Dampak lebih buruknya yaitu terjerat banyaknya utang. Selain dampak-dampak yang dialami pembeli, ada dampak lain yang mempengaruhi kondisi luar. Contohnya dari sektor lingkungan.. Keputusan membeli konsumen yang tidak dipikirkan secara matang dan terburu-buru mengarahkan konsumen untuk membeli barang-barang yang sebenarnya tidak mereka butuhkan. Nantinya, mereka akan mengabaikan barang-barang tersebut dan membuangnya begitu saja. Barang-barang yang terbuang begitu saja ini akan menambah kuantitas sampah, terutama sampah plastik yang sekarang menjadi salah satu permasalahan terbesar dunia.
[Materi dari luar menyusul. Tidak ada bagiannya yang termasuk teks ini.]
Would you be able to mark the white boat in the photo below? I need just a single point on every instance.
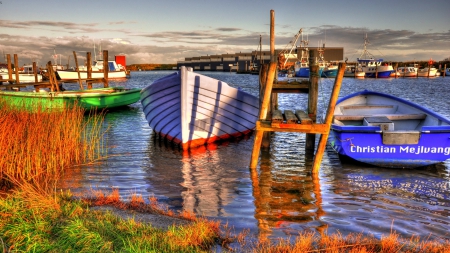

Begitu fatal efek samping dari BNPL ini sehingga dapat menuntun para penggunanya kepada krisis finansial bahkan mental. Namun, bukan berarti para pengguna platform e-commerce harus berhenti dan tutup telinga soal BNPL, melainkan para pengguna harus lebih bijak dalam menggunakan dan mengatur finansial agar tak terdampak oleh efek-efek negatif yang ditimbulkan oleh BNPL ini.